Peter Galison, professor of History of Science and Physics at Harvard University, delivered the keynote address by exploring the relationship between the two concepts of truth and objectivity in a three-hour lecture. His work consists of an impressive list of publications and awards, having published three books and receiving the MacArthur Fellowship in 1996. Dr. Galison’s scholarship frequently synthesizes science along with other fields, such as art or architecture, to obtain a stronger grasp on his studies.
The audience was an eclectic mix of folks, some clad in bright geometric patterns and chromatic alligator printed socks, others accessorized with extravagantly large pearls and exposed small tattoos of famous art pieces. While the event granted opportunity for guests to advertise their own individual style, they all shared one goal: to assemble in a splashy flock to take notes and absorb the speakers’ lectures.
Dr. Galison began the lecture by clarifying the definition of “objectivity,” assisted by a clean and terse PowerPoint presentation stocked with exemplary illustrations and images. He argued the concept of objectivity in opposition to truth to emphasize the clear distinction between the two. By separating the two concepts as individual entities, then one can begin the process of perceiving an image from multiple angles.
“We end up not seeing at all the imperfections and idiosyncrasies of individual objects,” spoke Dr. Galison on what limitations we impose on truth. In addition to truth limitations, he also considered how notions of objectivity, a concept often understood as stagnant and unbiased, evolve over time.

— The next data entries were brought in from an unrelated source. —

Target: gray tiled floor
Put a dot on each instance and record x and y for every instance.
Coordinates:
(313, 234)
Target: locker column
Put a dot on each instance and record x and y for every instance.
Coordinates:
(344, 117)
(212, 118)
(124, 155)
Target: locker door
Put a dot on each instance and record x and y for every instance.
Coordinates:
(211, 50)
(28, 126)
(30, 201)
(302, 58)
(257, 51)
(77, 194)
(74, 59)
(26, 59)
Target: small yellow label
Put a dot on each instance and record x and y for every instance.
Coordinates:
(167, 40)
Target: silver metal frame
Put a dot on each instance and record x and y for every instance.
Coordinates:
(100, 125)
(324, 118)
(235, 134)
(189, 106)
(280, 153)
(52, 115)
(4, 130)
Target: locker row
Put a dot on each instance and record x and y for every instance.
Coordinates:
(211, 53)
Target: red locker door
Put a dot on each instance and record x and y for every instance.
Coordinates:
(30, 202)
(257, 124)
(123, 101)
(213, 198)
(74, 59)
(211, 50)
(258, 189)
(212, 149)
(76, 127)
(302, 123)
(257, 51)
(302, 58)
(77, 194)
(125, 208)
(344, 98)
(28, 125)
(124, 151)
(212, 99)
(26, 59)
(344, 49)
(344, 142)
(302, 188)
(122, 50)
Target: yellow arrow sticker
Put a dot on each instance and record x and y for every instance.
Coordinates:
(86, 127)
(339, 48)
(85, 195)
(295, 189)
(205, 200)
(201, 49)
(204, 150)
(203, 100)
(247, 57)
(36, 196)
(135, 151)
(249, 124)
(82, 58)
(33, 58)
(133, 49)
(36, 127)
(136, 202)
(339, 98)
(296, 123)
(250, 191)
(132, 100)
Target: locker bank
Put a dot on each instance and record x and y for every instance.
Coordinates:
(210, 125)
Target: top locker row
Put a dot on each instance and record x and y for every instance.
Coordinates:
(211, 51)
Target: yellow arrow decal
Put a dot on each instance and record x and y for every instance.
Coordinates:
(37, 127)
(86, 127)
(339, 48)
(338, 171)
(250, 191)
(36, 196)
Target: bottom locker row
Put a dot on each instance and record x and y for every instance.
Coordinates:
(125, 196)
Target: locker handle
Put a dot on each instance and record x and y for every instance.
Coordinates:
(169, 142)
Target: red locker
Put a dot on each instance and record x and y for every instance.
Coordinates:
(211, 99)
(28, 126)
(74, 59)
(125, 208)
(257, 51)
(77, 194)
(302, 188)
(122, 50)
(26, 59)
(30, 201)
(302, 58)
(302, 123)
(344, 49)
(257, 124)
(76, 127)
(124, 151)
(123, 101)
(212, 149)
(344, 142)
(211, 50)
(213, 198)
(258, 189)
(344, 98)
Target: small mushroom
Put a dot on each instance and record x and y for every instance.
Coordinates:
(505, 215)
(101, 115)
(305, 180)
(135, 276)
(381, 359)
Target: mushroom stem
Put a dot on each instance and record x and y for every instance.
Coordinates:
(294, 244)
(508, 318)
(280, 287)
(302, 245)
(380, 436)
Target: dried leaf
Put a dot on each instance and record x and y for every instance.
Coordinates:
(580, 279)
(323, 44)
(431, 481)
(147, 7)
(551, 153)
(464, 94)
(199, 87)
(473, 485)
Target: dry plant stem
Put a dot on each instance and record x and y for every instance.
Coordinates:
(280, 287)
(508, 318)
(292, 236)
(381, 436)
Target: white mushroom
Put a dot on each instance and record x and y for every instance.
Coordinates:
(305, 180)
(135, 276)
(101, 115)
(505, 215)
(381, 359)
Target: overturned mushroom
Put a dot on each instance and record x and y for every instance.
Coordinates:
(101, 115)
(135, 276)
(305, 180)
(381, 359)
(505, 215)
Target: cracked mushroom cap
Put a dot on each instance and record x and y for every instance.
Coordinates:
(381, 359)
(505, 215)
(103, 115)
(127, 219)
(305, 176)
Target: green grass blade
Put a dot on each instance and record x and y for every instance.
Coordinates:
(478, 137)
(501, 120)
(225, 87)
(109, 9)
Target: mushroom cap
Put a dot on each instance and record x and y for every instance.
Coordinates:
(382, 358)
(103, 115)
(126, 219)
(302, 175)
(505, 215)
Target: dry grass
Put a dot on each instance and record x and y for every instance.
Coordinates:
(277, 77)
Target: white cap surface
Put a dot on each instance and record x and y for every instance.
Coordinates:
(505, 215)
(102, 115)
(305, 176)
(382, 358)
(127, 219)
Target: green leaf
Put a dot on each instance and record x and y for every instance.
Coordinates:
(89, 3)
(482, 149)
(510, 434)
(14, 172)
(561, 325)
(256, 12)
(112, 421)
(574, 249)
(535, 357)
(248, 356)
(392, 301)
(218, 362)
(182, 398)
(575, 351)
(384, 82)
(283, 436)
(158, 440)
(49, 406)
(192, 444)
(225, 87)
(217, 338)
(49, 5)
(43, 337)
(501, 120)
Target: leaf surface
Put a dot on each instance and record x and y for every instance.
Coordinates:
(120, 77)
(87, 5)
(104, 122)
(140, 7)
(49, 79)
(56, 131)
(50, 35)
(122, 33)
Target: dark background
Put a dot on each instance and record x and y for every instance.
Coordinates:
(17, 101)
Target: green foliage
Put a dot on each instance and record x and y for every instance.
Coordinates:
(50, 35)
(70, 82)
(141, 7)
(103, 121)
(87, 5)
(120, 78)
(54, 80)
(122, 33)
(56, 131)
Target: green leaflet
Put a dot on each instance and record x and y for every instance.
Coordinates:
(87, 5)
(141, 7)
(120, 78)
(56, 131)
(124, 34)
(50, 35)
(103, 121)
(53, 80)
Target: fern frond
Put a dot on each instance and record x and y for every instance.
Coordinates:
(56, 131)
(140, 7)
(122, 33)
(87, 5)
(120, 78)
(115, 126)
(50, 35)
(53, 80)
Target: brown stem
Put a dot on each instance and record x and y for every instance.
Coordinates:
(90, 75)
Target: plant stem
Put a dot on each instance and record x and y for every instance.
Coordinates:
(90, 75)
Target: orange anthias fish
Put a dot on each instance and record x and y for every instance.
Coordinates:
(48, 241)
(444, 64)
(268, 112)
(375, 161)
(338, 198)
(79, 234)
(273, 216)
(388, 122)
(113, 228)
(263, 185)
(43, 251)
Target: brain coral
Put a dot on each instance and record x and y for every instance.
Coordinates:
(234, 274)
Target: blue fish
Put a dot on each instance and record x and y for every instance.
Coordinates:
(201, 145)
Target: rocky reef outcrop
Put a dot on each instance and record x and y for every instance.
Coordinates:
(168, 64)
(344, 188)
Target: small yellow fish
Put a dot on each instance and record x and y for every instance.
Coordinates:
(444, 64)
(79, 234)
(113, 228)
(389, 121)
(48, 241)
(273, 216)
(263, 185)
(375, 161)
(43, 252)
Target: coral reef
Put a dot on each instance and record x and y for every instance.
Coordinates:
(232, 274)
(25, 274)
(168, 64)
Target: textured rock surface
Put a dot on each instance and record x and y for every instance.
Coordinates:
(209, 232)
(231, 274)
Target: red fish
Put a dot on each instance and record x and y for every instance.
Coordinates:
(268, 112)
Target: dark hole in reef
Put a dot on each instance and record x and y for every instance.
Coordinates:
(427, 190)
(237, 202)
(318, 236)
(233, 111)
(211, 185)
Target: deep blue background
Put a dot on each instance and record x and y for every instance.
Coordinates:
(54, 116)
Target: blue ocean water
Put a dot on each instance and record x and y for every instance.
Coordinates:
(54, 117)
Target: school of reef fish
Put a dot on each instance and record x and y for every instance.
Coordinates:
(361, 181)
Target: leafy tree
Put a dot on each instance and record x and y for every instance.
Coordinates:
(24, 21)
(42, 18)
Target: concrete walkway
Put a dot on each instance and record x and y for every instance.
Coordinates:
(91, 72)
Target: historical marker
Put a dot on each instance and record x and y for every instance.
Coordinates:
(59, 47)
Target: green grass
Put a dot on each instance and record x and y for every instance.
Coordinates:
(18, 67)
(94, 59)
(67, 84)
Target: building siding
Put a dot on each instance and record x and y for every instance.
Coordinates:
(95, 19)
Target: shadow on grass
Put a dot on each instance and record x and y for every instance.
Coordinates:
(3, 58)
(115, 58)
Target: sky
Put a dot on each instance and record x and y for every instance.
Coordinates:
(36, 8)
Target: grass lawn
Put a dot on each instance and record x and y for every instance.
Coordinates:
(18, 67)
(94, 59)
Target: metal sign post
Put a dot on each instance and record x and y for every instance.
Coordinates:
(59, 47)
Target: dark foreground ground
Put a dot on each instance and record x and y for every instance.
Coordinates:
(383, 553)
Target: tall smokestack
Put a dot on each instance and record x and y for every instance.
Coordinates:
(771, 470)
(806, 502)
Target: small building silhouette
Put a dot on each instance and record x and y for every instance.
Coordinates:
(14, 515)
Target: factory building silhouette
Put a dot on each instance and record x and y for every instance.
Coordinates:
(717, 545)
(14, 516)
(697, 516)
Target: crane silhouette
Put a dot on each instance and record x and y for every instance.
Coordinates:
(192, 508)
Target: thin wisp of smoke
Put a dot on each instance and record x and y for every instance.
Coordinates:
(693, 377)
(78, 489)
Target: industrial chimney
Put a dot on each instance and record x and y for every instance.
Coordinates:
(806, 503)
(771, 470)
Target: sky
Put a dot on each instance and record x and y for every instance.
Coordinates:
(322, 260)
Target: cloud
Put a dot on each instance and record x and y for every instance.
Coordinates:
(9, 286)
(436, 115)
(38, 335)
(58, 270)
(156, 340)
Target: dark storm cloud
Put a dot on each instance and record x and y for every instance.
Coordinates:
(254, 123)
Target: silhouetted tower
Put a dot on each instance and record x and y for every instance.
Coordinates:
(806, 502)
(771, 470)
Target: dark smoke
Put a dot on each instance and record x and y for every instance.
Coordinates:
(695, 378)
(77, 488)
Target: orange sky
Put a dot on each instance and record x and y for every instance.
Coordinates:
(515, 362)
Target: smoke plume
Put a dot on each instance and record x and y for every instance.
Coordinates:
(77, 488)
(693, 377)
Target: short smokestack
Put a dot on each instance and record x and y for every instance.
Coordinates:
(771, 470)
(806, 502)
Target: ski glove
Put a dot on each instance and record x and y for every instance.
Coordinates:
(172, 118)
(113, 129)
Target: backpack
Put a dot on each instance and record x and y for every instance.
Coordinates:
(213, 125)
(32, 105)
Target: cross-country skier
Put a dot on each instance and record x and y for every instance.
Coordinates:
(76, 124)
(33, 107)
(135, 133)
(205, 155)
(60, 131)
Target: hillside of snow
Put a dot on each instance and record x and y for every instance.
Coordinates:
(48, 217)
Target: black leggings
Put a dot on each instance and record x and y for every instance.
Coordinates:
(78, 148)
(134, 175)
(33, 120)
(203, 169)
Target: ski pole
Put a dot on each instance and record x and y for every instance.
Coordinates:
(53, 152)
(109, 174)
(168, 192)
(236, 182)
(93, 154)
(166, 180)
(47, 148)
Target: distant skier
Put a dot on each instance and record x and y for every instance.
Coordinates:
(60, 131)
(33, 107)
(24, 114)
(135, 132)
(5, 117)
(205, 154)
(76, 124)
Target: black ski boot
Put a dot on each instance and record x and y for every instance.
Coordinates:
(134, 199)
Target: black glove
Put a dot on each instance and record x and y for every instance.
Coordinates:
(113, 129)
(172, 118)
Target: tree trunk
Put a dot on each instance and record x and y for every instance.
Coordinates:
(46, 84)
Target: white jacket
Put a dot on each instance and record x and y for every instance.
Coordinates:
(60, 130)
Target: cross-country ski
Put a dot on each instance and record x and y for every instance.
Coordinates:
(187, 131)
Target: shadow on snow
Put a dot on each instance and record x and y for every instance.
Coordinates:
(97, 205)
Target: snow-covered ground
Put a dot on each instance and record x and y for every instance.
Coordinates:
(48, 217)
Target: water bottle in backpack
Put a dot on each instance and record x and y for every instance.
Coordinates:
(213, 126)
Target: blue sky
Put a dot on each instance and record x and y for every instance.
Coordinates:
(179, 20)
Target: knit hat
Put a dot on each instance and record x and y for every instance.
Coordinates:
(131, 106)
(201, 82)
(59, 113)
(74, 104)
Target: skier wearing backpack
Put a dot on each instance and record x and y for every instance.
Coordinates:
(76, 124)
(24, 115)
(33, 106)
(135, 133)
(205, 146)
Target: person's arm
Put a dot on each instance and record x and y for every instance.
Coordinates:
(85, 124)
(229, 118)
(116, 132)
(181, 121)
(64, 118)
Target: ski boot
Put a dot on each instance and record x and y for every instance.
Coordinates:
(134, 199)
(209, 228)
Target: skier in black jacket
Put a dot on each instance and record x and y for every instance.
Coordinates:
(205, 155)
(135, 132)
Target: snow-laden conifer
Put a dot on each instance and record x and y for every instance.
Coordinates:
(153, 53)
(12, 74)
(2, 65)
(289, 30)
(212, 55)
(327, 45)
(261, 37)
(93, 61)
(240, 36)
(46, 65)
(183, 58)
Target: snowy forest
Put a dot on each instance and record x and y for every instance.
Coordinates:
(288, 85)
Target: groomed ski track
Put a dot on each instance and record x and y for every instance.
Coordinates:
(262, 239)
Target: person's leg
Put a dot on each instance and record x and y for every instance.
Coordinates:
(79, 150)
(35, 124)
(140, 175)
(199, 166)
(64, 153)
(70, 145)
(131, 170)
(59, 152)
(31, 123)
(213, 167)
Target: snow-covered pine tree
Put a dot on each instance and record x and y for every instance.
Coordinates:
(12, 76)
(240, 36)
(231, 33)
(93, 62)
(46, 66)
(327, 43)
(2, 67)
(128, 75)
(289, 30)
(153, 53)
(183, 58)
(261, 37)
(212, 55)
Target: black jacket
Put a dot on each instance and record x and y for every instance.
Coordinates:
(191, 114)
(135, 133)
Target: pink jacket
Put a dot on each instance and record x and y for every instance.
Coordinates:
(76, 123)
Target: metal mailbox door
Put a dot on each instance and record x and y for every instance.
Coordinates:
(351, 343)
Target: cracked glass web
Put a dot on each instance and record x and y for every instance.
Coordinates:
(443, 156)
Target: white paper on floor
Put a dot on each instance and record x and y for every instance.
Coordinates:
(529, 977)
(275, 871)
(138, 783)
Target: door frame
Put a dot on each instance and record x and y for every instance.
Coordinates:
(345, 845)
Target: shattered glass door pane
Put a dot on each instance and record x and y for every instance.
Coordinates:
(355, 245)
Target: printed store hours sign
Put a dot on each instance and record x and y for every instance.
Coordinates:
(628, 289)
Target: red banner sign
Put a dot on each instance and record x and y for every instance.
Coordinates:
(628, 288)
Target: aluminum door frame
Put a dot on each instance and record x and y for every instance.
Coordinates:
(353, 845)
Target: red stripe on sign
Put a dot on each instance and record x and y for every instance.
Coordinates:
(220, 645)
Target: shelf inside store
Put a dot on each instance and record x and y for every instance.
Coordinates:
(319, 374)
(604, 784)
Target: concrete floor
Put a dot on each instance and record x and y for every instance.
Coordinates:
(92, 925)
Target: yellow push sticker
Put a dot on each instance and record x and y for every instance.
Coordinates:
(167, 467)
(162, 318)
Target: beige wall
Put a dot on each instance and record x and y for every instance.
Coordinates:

He moved on to discuss technological influence over images, particularly Photoshop manipulations. “What we want from images in science has changed,” he commented.
The conclusion of the lecture examined how far Photoshop manipulations could reach before transforming an image into a fraud. Objectivity and truth are both concepts intended to remain impartial. However, Dr. Galison’s studies have provided ample evidence to distinguish the two as separate entities.
He then opened up the floor for questions to an audience of intrigued graduate students and contemplative professors. Most likely, Dr. Galison might have sparked a new research interest for unfinished and uninspired dissertations.